How to cope with the challenges of relating with narcissists or addicted people
While narcissism is a personality disorder and alcoholism is an addiction, narcissists and alcoholics share several characteristics. Recognizing these commonalities can help you understand and cope with people who have Narcissistic Personality Disorder, untreated alcoholism, or both.
Both narcissists and alcoholics tend to be:
- Driven by their drug of choice. Narcissists’ drug of choice is attention. Alcoholics’ fix is a drink. Both narcissists and alcoholics tend to view others as either enablers (who will help them get attention or maintain their addiction) or as potential threats (who interfere with their campaign of self-aggrandizement or their freedom to drink).
- Opportunistic. Lacking empathy and feeling superior, narcissists feel they have the right to do whatever they want, despite the rules or costs to others. By the same token, alcoholics become highly resourceful at procuring drink. In a sense, addictions such as alcohol are narcissistic acts — putting a drug above all else, no matter what the cost to others.
- Shame-based. Avoiding shame drives much of narcissists’ behavior. Narcissists often shame others to cover their own inadequacies. For alcoholics, drinking numbs or masks the shame they carry.
- Self-absorbed. Both narcissists and alcoholics feel entitled. For narcissists, relationships are all about them. For alcoholics, the freedom to drink is primary. While both narcissists and alcoholics may seem to function normally when not triggered by a loss of narcissistic supply or when not under the influence of alcohol, over time their self-absorption will inevitably emerge.
- Untruthful. Narcissism is characterized by pretense. Narcissists feel they can do no wrong and lie freely to promote their image. Similarly, denial keeps addiction in place. Denial manifests for alcoholics in many ways, such as saying they can stop drinking anytime they want, lying about when they drink, or refusing to acknowledge that their drinking has costs. That’s why participants in 12-step programs introduce themselves followed by the phrase, “I’m an alcoholic.” It helps break denial.
- Avoidant of introspection. Narcissists shun self-reflection. Doing so would risk encountering the emptiness they carry. Similarly, addiction can cover insecurities and lack of self-esteem. As long as an addict uses, those feelings go largely unaddressed. The longer feelings are unaddressed, the more daunting it can become to look inward and face them.
- Blaming. Narcissists are quick to blame others for making them act as they do. Narcissists rarely apologize or admit wrongdoing. That would feel weak, which is anathema to narcissists, who must feel superior and beyond reproach. Similarly, alcoholics have plenty of excuses for why they drink. Although many alcoholics may apologize for their behavior and promise to turn over a new leaf, without a commitment to recovery and plan for doing so, their repeated apologies and broken promises eventually carry little weight with those close to them.
- Emotionally inauthentic. Narcissists have “as-if” emotions — demonstrations of feeling that are designed to present a positive image or manipulate others. Similarly, alcoholics can shed crocodile tears over the costs of their addiction, but such displays often are meaningless. In addition, the defense mechanisms of narcissists and the power of addiction for alcoholics make it difficult for either to sustain long-term authentic relationships.
- Prone to withdraw, stonewall, or attack when confronted. Narcissists and alcoholics can become highly defensive if you question their actions or point out their unhealthy behaviors. Both may sulk, become non-communicative, or lash out at you for pointing out the faults and dysfunction they desperately seek to deny or hide.

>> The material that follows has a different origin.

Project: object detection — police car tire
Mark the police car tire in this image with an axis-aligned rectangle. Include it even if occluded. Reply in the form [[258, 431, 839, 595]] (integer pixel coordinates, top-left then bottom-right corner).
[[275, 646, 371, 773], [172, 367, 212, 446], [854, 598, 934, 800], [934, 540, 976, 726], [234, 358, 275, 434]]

- Destructive both to self and others. Those close to both narcissists and alcoholics experience deprivation, rejection, and feeling manipulated. In addition, over time, both narcissists and alcoholics sacrifice their well-being, reputation, relationships, and self-worth in pursuit of feeling superior or the highs from drinking.
Some individuals have both Narcissistic Personality Disorder and an active addiction. Coping with someone with a dual diagnosis can be more difficult than if that person suffered from only narcissism or untreated alcoholism.
The following approaches can help you cope with someone who is a narcissist, an alcoholic, or both:
- Recognize that people with personality disorders and addictions hold self-serving and distorted views of themselves and others that they are resistant to give up.
- Recognize that you can’t stop another’s narcissistic or alcoholic behaviors.
- Recognize that you don’t cause someone else’s narcissism or addiction.
- Don’t make excuses for the dysfunctional behavior or narcissists or alcoholics.
- Don’t try to protect narcissists or alcoholics from the consequences of their dysfunctional actions.
- Be clear on what you will and will not tolerate from a narcissist or addict.